Antara    •    Kamis, 25 Jun 2015 17:49 WIB
perdagangan
Ekspor Ukiran Kayu di Bali Menurun
Ilustrasi -- MI/PANCA SYURKANI

Metrotvnews.com, Denpasar: Sejumlah perajin di Kabupaten Gianyar, Bali mengeluh akibat realisasi ekspor aneka barang bernilai seni dengan bahan baku kayu yang memasuki pasar mancanegara pada awal 2015 ini mengalami penurunan.

"Pengrajin masih melakukan aktivitas seperti biasa, namun volumenya berkurang sehingga mereka mengalihkan perhatiannya sebagai tukang bangunan maupun ke sektor pertanian untuk sementara waktu," kata Made Subrata, perajin di Tegallalang, Kabupaten Gianyar, Kamis (25/6/2015).

Made Subrata mengakui permintaan barang seni buatan perajin Bali berupa kerajinan berbahan baku kayu relatif berkurang karena kondisi konsumen luar negeri yang mengalami penurunan akibat dampak perlambatan perekonomian global.

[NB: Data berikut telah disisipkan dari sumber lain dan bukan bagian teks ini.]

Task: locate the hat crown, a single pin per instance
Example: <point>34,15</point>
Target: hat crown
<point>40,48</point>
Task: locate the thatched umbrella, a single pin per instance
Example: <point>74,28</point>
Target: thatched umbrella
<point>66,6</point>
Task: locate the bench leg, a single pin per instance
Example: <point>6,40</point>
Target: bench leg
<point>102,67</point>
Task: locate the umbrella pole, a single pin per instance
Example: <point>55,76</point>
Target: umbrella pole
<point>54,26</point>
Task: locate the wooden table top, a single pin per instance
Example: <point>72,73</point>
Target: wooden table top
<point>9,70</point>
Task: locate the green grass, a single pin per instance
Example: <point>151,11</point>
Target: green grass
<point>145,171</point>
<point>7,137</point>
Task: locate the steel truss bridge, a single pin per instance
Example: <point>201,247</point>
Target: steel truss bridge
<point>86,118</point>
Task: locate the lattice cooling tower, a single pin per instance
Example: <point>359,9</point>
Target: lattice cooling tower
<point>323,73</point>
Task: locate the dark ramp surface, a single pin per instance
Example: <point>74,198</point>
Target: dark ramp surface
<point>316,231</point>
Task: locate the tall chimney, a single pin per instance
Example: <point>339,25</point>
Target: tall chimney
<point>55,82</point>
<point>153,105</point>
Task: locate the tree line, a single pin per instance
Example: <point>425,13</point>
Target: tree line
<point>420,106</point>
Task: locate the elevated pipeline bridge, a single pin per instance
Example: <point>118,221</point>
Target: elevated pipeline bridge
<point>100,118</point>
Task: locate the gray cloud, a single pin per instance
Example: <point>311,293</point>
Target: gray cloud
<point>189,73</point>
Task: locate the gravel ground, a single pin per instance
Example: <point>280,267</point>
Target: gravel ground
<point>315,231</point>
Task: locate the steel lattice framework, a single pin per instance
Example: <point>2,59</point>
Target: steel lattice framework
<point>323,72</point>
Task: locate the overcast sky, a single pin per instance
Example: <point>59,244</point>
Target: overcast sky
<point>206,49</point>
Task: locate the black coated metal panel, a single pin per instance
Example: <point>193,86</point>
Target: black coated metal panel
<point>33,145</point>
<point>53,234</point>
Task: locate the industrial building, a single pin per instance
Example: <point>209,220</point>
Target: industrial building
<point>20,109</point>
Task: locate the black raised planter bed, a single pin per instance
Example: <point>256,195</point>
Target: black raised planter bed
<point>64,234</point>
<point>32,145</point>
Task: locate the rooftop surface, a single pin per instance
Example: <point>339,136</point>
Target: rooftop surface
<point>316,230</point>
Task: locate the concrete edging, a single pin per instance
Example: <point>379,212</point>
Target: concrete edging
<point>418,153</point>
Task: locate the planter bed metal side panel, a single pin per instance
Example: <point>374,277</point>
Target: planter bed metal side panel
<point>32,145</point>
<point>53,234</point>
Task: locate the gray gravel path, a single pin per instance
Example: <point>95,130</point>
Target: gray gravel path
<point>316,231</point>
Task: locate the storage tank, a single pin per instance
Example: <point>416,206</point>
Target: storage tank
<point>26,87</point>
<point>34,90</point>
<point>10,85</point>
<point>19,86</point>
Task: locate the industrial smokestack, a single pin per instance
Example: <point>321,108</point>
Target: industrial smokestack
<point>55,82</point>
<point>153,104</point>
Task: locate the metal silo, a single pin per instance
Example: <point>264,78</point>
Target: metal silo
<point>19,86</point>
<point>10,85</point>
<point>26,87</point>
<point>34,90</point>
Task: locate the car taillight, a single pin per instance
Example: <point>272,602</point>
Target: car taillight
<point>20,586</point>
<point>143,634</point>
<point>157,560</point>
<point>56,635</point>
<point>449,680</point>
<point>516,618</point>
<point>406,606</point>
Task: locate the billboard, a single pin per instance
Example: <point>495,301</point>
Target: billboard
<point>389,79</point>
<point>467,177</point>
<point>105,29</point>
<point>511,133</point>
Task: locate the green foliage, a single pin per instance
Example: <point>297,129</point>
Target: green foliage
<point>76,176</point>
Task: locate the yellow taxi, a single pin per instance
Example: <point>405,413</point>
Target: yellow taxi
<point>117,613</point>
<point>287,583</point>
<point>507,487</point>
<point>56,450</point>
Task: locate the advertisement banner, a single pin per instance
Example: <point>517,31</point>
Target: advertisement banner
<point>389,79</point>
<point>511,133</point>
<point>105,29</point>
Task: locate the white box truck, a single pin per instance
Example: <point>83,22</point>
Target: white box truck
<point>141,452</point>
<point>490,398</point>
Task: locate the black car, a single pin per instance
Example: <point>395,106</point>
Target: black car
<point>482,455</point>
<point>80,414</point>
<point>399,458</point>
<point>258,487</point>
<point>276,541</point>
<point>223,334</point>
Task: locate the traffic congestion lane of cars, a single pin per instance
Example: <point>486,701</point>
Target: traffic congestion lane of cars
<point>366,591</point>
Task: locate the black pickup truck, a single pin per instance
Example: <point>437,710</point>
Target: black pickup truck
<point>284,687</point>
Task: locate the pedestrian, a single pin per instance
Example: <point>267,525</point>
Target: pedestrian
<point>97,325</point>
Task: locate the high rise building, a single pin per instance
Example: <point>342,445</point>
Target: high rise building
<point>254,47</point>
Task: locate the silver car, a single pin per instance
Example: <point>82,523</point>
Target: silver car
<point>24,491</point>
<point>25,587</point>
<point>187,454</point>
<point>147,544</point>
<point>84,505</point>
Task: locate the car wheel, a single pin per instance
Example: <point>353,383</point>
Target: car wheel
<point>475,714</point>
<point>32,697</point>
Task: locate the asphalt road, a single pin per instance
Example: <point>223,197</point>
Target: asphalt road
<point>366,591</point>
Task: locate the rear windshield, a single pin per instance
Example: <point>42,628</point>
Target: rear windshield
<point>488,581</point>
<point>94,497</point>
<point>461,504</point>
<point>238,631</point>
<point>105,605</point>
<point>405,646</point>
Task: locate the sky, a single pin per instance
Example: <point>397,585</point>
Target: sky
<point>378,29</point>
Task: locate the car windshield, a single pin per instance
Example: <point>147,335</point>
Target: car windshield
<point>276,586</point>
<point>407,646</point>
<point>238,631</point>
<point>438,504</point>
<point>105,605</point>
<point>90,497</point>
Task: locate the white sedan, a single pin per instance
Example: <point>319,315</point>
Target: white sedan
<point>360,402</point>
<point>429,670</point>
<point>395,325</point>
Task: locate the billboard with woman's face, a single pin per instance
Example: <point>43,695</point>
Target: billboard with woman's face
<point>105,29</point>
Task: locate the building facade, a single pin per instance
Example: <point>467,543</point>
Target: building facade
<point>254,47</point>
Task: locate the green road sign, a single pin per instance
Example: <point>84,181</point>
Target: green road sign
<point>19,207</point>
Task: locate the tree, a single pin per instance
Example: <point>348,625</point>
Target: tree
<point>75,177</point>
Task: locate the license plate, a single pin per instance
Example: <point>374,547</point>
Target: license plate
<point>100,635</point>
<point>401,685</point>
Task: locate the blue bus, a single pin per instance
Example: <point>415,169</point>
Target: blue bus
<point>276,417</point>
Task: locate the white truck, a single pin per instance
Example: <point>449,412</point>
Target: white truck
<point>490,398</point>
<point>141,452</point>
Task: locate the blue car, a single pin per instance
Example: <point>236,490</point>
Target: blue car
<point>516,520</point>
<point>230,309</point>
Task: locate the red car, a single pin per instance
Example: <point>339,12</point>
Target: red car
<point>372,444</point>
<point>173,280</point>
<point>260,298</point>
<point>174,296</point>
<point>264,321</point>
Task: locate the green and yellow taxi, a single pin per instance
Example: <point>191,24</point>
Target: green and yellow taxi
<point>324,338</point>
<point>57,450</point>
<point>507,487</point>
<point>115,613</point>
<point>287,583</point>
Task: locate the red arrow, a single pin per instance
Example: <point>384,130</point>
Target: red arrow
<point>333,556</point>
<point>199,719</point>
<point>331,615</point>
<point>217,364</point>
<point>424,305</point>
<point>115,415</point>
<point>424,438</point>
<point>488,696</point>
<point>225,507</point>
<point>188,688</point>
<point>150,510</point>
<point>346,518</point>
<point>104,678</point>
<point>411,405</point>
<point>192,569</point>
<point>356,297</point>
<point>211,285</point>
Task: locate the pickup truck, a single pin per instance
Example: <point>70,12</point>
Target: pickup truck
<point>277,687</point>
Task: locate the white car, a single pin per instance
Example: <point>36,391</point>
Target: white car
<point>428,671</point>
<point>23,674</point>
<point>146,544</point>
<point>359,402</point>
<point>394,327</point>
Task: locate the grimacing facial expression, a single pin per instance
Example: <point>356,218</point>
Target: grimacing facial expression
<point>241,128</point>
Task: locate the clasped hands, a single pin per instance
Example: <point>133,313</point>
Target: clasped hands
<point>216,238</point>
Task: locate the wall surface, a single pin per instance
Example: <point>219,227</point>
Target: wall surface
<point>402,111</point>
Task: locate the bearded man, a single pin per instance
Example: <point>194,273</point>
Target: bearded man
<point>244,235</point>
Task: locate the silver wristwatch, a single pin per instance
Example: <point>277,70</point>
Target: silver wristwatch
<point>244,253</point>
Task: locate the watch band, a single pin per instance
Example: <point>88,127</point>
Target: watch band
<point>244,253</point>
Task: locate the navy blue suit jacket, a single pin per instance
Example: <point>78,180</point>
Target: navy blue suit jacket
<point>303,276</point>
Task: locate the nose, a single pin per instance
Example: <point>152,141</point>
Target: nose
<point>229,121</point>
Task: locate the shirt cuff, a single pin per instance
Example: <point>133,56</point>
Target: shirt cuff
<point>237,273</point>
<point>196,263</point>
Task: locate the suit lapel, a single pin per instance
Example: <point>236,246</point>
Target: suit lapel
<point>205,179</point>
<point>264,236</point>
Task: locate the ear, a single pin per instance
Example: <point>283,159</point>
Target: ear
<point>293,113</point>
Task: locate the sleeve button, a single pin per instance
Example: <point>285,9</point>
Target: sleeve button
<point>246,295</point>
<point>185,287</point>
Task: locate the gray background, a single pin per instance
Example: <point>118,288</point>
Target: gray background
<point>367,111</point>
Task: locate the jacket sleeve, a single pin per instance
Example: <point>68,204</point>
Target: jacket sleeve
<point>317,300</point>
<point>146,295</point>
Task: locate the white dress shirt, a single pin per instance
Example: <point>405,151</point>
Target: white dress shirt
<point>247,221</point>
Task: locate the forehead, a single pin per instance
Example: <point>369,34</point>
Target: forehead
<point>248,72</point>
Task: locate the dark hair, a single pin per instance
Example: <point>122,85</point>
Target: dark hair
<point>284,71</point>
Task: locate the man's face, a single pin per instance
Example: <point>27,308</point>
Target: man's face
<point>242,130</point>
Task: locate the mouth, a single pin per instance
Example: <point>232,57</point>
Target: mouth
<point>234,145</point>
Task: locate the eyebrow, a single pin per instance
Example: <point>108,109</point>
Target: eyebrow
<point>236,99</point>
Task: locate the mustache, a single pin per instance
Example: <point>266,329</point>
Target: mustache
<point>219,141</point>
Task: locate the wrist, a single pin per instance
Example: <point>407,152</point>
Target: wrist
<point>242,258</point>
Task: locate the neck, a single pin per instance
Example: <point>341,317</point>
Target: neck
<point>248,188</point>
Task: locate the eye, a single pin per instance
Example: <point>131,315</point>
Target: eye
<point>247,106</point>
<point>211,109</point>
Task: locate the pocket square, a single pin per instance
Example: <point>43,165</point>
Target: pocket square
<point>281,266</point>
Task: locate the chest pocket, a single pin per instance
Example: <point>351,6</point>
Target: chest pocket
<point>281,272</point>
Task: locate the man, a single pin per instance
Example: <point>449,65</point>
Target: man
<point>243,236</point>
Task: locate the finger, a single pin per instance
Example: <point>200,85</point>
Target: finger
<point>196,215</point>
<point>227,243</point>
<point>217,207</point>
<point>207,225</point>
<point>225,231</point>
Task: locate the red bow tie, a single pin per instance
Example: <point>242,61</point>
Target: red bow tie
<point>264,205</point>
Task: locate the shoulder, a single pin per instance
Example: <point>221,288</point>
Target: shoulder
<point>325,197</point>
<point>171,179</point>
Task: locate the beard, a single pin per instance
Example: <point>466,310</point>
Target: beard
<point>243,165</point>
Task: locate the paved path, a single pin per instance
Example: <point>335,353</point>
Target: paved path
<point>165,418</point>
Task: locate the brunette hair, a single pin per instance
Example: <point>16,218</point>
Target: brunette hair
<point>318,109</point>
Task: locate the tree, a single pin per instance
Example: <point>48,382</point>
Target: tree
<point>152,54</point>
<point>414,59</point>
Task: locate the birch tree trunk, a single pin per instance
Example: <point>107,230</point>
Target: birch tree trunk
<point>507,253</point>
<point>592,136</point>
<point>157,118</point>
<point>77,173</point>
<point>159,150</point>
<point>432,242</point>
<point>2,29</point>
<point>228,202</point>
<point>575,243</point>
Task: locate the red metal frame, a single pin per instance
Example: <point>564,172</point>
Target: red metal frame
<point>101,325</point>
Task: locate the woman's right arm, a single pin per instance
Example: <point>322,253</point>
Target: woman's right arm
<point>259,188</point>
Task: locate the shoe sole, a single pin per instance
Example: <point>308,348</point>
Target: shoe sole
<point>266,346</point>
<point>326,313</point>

Dinas Perindustrian dan Perdagangan Provinsi Bali mencatat perolehan devisa dari kerajinan berbahan baku kayu selama periode Januari-April 2015 hanya USD21,1 juta  atau kurang 19,09 persen dari periode yang sama 2014 yang mencapai USD26,1 juta.

Made Renge, seorang perajin lainnya menuturkan perabotan rumah tangga seperti pintu rumah dan dinding menjadi barang seni bernilai jual tinggi dan barang seni jenis itu hasil karya seniman Bali masih laku diekspor ke luar negeri.

"Pemasaran hasil aneka barang kerajinan boleh agak sepi, tetapi pintu yang dibuat dari kayu dan dinding berukir khas Bali, masih menjadi salah satu daya tarik konsumen luar negeri, termasuk meja dan kursi dari kayu berskala besar," kata dia.

Made Renge yang memiliki tenaga ukir puluhan orang itu menyebutkan, barang seni yang semakin berkembang ini ternyata banyak diminati dan dikoleksi pecinta seni mancanegara mulai dari Asia, Eropa, hingga Amerika Serikat. Perajin ukir yang tersebar di Pulau Dewata itu cukup kreatif mengembangkan desain baru sesuai dengan selera dan kondisi keuangan konsumen baik mancanegara maupun domestik.